Brokers representing a lessee or a buyer should always place in the offer the address of the property and the size of the building and or land parcel. It is the broker’s duty to protect the parties so that there is no misunderstanding of what they are purchasing or leasing. I even go so far as to have the parties measure the property themselves or employ the services of a surveyor.
As a broker representing a seller or lessor, we never comment on the size of the property with two exceptions:
The first exception is if the property is measured professionally and documented in writing or in a plan, then all parties should refer to that plan when responding to an offer or preparing a contract.
The second exception is if a property is placed on a Multiple Listing Service and describes the size, there is usually a disclaimer to the public not to rely upon that representation.
Properties are measured several different ways. Some examples are:
1. Exterior walls
2. Net useable square footage which is usually interior walls
3. Overhangs may be included in the square footage as well as patios
4. Easements which may impede the use of the property may also be included in the size
A tenant measured a space and found that the overhang represented 150-square-feet; as a result, they wanted four years credit for paying rent for that space from the landlord. The owner of the industrial building had to defend that an overhang was part of the square footage of the space. This example is a small size of space; however, one can imagine the cost if the size was substantially larger.
As a 40 year veteran of commercial real estate I have been called the "Broker's Broker". This phrase was not accomplished by my longevity in the business but my years of selling, leasing and developing commercial real estate.
Assume for a moment that one has employed a commercial real estate broker/agent who is backed up by a real estate lawyer. Standard of Care is what is expected from both the attorney and agent. The Standard of Care is the client’s expectation of the real estate professional’s skill and care utilized to protect their client’s interests in the proposed transaction.
The agent should provide the client with all of the pertinent facts of the property. What is known and should be known by the professional. For instance, does everything in and around the premises work and is it in at least fair condition? Are there any past or present environmental issues no matter how insignificant that should be disclosed?
Does the current owner intend to sell the property in the near future if it is a property lease? Are there surrounding tenants that may be an issue for the buyer/tenant? Are there any code violations at the property? Were there any improvements built without permits?

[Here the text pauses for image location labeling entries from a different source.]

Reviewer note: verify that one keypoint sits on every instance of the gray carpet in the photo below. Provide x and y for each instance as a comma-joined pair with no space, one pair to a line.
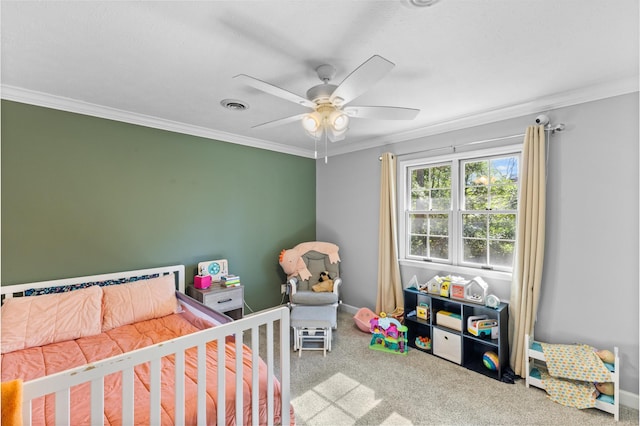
354,385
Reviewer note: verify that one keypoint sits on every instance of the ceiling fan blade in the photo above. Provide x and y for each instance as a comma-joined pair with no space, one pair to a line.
279,121
381,113
336,136
361,79
274,90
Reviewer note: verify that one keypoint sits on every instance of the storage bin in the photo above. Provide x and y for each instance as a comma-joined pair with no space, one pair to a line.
447,345
449,319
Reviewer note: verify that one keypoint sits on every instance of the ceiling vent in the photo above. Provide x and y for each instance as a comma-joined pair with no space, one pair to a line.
422,3
234,104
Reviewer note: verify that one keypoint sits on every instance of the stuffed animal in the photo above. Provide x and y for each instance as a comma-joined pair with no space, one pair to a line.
292,263
325,283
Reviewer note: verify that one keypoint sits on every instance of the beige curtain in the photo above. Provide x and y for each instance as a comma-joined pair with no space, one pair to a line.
389,283
527,274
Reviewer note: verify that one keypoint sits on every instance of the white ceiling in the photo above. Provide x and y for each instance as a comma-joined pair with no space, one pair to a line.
461,62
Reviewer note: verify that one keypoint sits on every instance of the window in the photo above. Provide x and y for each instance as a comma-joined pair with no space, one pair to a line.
462,211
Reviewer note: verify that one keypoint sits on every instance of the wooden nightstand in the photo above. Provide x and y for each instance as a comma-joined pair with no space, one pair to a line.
228,300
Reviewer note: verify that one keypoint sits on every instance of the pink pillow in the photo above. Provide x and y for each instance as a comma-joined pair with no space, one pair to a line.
138,301
40,320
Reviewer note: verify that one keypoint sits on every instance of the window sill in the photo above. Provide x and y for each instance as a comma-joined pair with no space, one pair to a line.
457,270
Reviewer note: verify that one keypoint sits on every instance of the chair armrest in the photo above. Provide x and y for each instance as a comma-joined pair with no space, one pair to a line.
336,285
293,282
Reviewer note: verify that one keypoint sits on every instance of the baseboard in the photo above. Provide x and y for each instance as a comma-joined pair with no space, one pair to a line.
627,399
348,309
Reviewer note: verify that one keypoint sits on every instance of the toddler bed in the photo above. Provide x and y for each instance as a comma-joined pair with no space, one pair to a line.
568,374
127,348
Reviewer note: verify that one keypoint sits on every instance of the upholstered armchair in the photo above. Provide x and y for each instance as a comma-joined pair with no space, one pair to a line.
303,265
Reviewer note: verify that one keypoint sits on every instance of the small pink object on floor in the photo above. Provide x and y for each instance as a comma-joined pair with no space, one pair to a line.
362,318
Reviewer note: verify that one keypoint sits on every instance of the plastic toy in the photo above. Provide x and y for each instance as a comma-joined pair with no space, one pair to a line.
423,342
490,360
482,326
422,311
388,335
476,291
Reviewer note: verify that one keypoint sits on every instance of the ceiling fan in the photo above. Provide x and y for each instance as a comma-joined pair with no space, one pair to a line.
331,112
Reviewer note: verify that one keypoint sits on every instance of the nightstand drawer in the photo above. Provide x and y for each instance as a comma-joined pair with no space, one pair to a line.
220,299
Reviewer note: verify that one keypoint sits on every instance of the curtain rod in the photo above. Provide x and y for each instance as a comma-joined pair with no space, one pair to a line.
553,129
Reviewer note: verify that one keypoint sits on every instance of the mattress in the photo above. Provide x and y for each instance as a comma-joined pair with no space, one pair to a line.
35,362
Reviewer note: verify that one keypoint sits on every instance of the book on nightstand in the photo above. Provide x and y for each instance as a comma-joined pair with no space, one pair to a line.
230,280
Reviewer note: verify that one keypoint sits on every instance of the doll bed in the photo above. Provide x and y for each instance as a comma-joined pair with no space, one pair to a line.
159,370
536,367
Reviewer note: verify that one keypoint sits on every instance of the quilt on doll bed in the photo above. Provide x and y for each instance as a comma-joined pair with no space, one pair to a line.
39,361
570,373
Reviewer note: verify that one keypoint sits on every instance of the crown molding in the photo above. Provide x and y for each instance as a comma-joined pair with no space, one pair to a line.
543,104
12,93
591,93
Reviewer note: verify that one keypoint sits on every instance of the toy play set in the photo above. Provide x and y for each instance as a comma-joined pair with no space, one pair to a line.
388,335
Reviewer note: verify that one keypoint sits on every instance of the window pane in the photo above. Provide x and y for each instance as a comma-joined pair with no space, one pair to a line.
441,177
431,188
474,225
439,247
439,224
475,251
502,226
505,169
419,224
476,173
418,245
504,197
419,189
502,253
441,199
476,198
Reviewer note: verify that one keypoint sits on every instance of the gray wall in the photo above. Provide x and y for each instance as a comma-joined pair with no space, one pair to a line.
83,195
590,281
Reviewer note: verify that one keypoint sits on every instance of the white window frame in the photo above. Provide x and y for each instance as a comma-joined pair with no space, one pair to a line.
455,264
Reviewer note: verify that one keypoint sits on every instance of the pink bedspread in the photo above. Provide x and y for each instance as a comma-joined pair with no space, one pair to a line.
32,363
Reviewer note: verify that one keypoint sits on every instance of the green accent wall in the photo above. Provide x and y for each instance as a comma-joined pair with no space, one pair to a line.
83,195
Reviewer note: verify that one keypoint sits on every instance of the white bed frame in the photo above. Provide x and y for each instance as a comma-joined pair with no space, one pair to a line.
60,383
538,356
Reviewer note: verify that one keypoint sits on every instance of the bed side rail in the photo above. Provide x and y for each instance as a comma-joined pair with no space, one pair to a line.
61,383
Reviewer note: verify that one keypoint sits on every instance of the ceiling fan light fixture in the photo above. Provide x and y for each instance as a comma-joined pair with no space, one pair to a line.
311,122
339,120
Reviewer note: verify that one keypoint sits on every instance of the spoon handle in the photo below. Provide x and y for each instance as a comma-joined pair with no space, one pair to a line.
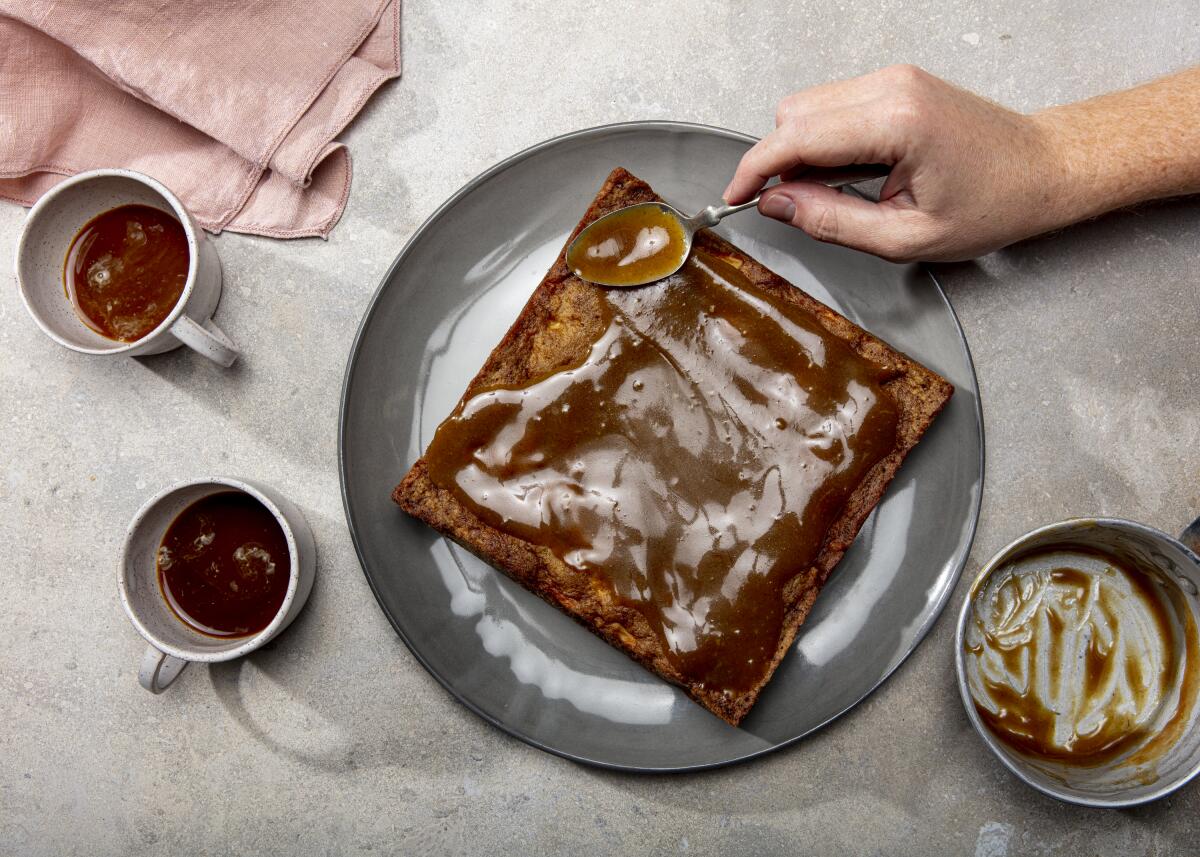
832,177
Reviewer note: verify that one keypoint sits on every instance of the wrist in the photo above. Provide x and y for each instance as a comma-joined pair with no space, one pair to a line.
1074,184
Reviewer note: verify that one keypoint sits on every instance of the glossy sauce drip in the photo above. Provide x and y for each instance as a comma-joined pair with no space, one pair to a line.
126,269
693,463
639,244
225,567
1069,657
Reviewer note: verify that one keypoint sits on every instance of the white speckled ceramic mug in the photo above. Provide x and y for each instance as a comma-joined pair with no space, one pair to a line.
52,226
172,642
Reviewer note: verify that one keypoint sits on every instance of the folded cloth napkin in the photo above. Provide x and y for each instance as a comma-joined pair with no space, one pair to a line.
234,106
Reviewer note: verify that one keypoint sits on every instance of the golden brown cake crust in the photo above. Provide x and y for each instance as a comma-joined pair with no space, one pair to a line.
562,319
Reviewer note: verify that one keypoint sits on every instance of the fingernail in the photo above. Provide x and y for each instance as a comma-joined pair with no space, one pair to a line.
778,207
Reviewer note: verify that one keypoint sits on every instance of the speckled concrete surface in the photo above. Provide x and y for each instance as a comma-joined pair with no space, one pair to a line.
335,741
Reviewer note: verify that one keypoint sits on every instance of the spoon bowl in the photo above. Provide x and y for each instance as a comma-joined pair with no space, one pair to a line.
648,241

My general rule when representing a party is to ask numerous questions of either the broker or the owner of the property. I demand to know about all instances of the property having a problem, even though it has been mitigated. Any surprises should be pleasant ones during the buyers or tenants occupancy and not a nightmare.
The lawyer should always craft the contract to provide the buyer ample time to do inspections of the property and warranty the systems in the building for some period of time. In addition, the lawyer should follow the same checklist as the broker.

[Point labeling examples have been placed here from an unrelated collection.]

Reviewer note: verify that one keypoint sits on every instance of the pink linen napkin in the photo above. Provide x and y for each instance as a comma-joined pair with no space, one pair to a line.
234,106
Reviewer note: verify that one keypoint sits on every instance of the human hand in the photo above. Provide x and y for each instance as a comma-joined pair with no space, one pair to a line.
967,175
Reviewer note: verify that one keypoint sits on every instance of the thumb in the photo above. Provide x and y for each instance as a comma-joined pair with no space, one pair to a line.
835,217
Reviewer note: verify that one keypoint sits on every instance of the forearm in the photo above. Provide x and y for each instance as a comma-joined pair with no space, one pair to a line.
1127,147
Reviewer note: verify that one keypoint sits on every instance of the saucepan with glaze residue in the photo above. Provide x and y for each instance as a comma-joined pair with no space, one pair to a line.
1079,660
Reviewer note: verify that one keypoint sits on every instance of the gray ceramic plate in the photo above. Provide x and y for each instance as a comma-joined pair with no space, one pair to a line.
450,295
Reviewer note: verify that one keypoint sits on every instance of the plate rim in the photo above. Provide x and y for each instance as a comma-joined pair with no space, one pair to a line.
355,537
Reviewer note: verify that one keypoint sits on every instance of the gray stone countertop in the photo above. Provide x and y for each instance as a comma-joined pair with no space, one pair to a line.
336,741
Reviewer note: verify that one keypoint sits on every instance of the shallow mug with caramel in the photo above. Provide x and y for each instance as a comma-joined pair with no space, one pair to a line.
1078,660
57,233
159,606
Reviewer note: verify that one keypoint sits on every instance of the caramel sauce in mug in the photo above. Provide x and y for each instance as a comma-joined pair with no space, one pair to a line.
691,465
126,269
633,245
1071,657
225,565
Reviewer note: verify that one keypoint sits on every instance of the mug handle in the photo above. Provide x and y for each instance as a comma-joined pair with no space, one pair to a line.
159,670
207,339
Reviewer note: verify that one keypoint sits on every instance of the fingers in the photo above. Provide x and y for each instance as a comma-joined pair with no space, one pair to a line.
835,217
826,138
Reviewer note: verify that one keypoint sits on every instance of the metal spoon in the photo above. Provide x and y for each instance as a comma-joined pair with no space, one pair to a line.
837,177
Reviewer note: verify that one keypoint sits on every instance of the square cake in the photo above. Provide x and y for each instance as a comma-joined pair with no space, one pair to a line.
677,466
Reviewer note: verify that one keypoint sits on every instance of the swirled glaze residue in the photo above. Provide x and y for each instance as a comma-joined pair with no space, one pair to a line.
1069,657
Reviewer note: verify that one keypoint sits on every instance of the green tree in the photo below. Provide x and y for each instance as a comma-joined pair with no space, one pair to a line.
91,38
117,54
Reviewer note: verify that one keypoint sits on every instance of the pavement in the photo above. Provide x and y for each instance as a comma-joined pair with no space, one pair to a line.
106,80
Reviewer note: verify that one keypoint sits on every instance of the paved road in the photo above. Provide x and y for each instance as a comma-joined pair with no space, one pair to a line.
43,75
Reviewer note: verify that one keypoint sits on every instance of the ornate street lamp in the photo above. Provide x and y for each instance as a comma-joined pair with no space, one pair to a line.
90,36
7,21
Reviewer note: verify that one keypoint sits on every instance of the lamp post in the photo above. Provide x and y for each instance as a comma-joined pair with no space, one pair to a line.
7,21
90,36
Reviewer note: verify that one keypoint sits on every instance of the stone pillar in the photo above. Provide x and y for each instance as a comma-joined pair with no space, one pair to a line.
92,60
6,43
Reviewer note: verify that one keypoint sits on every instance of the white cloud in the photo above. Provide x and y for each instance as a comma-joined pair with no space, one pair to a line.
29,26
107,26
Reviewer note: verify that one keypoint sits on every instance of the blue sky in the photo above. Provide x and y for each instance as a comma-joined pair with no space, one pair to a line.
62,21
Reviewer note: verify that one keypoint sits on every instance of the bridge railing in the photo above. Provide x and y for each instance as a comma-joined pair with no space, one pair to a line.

My personal checklist in buying or brokering a transaction is to complete careful inspections of the property. I never rely upon an inspection service or "jack of all trades" contractor with numerous years of experience in the business. The inspection services can provide you with limited services and may pick up code violations; however, the buyer should never completely rely upon one person.
It is best to invest in several subcontractors such as plumbers, roofers, electricians, heating and air conditioning contractors, fire sprinkler inspections, earthquake retrofit contractors, and paving/concrete contractors. Also, last but not least a reliable landscape contractor to investigate the irrigation lines and landscaping.

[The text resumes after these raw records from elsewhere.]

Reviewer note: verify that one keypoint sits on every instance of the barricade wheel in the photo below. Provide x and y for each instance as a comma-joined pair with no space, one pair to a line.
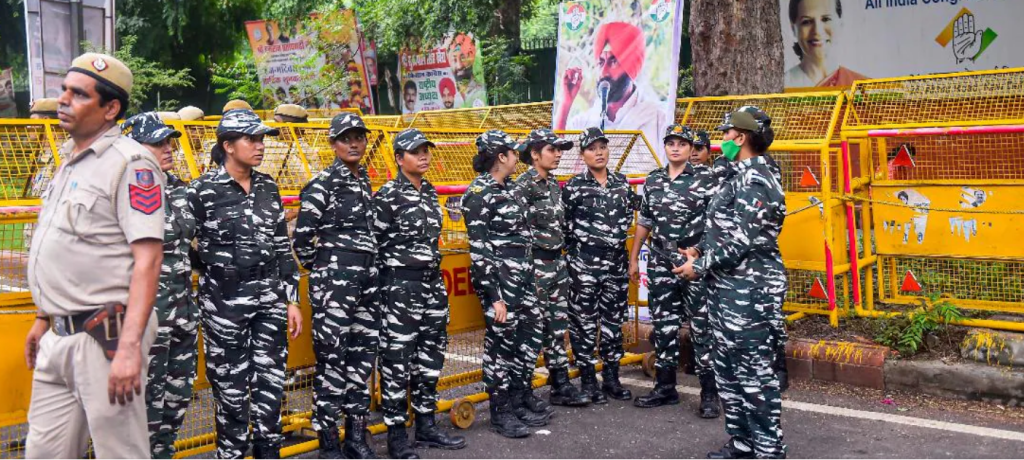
648,364
463,413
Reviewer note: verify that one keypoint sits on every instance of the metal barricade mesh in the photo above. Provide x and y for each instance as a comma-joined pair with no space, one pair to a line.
980,157
996,285
796,117
937,100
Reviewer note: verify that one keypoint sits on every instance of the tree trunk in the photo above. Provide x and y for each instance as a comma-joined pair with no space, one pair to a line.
737,47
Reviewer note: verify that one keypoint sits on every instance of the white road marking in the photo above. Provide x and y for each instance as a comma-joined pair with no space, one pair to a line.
866,415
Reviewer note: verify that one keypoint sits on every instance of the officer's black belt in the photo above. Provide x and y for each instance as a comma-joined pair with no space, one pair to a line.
547,254
424,275
600,251
510,251
345,257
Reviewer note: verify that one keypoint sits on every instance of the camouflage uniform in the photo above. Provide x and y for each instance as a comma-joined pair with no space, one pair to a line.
597,221
173,354
414,299
334,240
739,254
248,278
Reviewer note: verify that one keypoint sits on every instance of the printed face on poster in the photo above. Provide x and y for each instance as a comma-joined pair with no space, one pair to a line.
835,42
449,76
616,66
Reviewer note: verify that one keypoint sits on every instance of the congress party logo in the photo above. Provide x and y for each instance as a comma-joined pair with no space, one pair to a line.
969,40
576,14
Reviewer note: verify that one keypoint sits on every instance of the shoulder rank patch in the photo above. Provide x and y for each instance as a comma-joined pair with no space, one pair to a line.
145,201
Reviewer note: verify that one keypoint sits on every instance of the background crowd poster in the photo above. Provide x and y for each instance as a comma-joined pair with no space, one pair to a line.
617,65
281,54
448,76
832,43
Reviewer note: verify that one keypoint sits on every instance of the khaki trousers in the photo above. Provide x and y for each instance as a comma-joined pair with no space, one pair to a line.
70,402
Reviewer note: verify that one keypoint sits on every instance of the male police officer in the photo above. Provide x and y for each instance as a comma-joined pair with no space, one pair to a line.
408,223
93,269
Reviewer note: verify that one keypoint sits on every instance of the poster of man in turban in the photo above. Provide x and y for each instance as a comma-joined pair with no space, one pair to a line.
616,66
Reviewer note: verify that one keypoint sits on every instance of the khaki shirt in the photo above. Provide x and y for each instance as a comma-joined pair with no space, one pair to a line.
99,202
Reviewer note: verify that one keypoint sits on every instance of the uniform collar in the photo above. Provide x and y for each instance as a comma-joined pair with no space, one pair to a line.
98,147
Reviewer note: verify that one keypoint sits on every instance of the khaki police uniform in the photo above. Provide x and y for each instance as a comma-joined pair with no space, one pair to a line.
96,205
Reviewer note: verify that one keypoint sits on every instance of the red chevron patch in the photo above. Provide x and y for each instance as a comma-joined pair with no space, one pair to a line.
145,201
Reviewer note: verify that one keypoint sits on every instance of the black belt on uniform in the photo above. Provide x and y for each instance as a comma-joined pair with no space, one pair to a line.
424,275
547,254
515,252
345,257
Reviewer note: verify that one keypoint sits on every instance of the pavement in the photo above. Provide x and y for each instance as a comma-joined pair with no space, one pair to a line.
818,420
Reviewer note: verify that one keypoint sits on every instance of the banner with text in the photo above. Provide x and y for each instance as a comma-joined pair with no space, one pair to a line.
834,42
617,66
449,76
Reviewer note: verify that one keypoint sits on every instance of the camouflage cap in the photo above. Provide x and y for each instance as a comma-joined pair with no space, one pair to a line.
343,122
701,138
147,128
246,122
44,106
105,69
235,105
409,139
548,136
498,141
683,132
590,135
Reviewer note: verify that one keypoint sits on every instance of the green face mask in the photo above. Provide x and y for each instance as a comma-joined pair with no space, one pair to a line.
730,150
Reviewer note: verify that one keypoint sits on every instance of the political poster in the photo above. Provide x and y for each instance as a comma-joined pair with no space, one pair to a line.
448,76
833,43
285,59
617,65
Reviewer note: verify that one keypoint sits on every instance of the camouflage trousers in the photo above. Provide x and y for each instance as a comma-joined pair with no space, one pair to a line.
245,339
413,342
172,372
345,326
744,349
502,340
674,301
598,304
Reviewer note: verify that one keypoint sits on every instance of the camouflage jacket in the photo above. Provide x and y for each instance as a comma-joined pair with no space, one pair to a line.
546,212
235,228
336,213
598,215
408,224
674,209
496,217
744,219
179,228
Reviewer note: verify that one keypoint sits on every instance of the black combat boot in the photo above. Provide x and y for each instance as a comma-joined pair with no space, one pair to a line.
266,451
330,446
429,435
355,437
664,392
502,420
611,385
588,384
397,443
731,451
562,391
710,407
527,417
781,371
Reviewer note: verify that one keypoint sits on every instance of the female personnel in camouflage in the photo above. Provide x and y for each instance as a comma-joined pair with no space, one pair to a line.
502,272
599,206
739,255
673,214
248,277
334,240
172,358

The final phase of due diligence is to take a trip to the building and planning department in the city. If the buyer feels insecure about making the trip to City Hall, employ an architect to do the research. The buyer must know if the zoning is appropriate for the business use. Are there any code violations that were not disclosed to them, is there any re-zoning that is contemplated for the area, are there any applications pending for conditional use permits in the area which may detract or limit the use of the premises.
My last and maybe my best recommendation is take several photos of the interior and exterior portions of the property. Some individuals are now employing videographers to document the current condition of the property. Whichever method is employed, the visual photos or films are great insurance for possible future issues. The buyer, lessor or lessee should take the photos or films and place them with the lease or purchase contract and put them in a safe place.
In conclusion, if a buyer follows my recommendations in the above text, he or she is bound to have very little or no surprises in the future. It sounds like a massive amount of work which I feel is necessary because this is the future home of your company.